Da segnalare l'omaggio a Franti, enfant terrible del libro Cuore di De Amicis, che ricorre per tutto il film, esaltato magnificamente dalla splendida voce di Lalli degli indimenticabili Franti (appunto), gruppo seminale della scena rock italiana degli anni '80 (poi frantumatosi in vari progetti tuttora esistenti) che sono presenti con un brano nella colonna sonora (comunque già di per se molto bella, da notare anche un pezzo dei grandissimi Husker Du).
"Fabbricare Fabbricare Fabbricare. Preferisco il rumore del mare" Dino Campana.

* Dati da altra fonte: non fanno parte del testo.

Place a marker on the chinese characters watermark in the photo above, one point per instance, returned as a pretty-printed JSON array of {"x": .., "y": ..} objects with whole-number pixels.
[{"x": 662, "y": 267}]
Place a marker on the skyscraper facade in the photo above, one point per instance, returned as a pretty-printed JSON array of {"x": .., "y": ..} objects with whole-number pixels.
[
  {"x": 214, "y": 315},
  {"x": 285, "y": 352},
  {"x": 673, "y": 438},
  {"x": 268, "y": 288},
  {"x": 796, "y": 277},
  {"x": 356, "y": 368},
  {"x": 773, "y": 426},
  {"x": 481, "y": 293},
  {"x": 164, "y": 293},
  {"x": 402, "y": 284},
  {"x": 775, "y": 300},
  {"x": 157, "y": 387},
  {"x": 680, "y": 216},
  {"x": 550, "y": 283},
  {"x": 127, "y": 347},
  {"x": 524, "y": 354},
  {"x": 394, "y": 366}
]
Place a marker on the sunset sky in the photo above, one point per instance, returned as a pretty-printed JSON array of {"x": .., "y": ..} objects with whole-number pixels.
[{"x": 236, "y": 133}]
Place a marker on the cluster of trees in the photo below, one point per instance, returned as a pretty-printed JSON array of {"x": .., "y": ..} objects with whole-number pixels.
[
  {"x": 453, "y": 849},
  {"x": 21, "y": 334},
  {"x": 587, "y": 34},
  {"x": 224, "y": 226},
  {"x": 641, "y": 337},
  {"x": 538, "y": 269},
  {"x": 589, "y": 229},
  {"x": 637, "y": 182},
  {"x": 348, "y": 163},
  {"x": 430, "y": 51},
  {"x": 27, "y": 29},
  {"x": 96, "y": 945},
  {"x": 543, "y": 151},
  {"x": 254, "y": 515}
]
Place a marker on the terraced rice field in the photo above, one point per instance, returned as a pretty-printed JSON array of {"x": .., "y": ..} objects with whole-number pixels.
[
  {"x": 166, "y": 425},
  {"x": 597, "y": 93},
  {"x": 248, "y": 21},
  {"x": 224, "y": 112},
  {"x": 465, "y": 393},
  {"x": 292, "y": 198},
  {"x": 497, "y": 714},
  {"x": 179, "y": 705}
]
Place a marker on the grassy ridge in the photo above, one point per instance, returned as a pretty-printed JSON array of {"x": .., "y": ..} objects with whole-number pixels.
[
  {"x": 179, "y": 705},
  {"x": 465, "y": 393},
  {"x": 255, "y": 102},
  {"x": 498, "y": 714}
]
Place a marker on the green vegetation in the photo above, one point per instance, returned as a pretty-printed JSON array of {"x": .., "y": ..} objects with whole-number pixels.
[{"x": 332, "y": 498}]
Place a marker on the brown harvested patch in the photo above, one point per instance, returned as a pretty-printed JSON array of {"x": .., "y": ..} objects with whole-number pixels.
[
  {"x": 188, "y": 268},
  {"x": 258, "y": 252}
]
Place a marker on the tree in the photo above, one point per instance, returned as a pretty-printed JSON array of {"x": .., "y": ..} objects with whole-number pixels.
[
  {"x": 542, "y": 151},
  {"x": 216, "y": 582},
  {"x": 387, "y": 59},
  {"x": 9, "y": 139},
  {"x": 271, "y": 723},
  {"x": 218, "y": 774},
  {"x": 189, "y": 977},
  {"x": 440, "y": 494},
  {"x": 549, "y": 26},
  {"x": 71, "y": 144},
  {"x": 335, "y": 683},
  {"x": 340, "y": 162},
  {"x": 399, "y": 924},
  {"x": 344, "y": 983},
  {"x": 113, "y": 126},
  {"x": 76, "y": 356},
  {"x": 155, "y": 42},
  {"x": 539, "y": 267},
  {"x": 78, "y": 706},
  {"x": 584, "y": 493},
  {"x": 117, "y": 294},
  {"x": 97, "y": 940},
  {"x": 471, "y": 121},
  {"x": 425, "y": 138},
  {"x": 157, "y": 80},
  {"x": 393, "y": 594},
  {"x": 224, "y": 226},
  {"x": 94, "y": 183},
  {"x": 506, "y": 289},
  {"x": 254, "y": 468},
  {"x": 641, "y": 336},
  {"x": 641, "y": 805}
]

E' mercoledi' sera. C'e' fermento in citta' e penso che il cinema a prezzo ridotto contribuisca a ravvivare il passeggio che si nota per le strade del centro. Sono con alcuni amici e decidiamo di andare al cinema. Non vogliamo fare troppo tardi, cosi' la scelta diventa molto anticinematografica e scartiamo tutti i film che superano le due ore (quindi la maggior parte di quelli in programmazione). Con un po' di fatica convinco gli altri a optare per l'ultimo film di Calopresti. Prima ancora di parlare del film, pero', mi sorge una domanda. Come mai i film italiani hanno cosi' poco appeal? Il problema e' annoso e di difficile risoluzione, anche perche' una sorta di "etichetta" sembra bollare i film italiani fin dalla loro uscita dividendoli, senza equilibrio, tra "caciaroni" e "palle intimiste". I trailer, in questo senso, non aiutano di certo, contribuendo in modo inopportuno a sedimentare i pregiudizi.Eppure l'equilibrio c'e'. Il film di Mimmo Calopresti, dopo il riuscito e sensibile "La parola amore esiste", e' proprio bello. Colpisce per la capacita' di creare la giusta atmosfera tra i personaggi senza arrivare alla macchietta o alla facile soluzione narrativa e punta dritto al cuore riuscendo ad emozionare. Gli attori, soprattutto i piu' giovani, sono bravi e in parte, la sceneggiatura e' ben calibrata e la regia pare riuscire nel difficile tentativo di rendere veri e vibranti i personaggi. Un altro film sull'incomunicabilita', in cui la ragione non e' mai tutta da una parte e i diversi punti di vista dei personaggi sono ben motivati, permettendo allo spettatore di porsi domande e cercare un confronto. Non ci sono particolari virtuosismi formali, ma solo, e non e' poco, la capacita' di rendere viva e toccante una storia, con un'attenzione particolare alla recitazione degli attori. Il retrogusto e' amaro, ma non per questo il film e' una "palla intimista". Quello che manca e' un po' di coraggio nei distributori e di fiducia nel pubblico che, se messo nelle giuste condizioni, potrebbe anche scoprire che nel panorama italiano, oltre al "panettone vanziniano" con il vip del momento, c'e' dell'altro.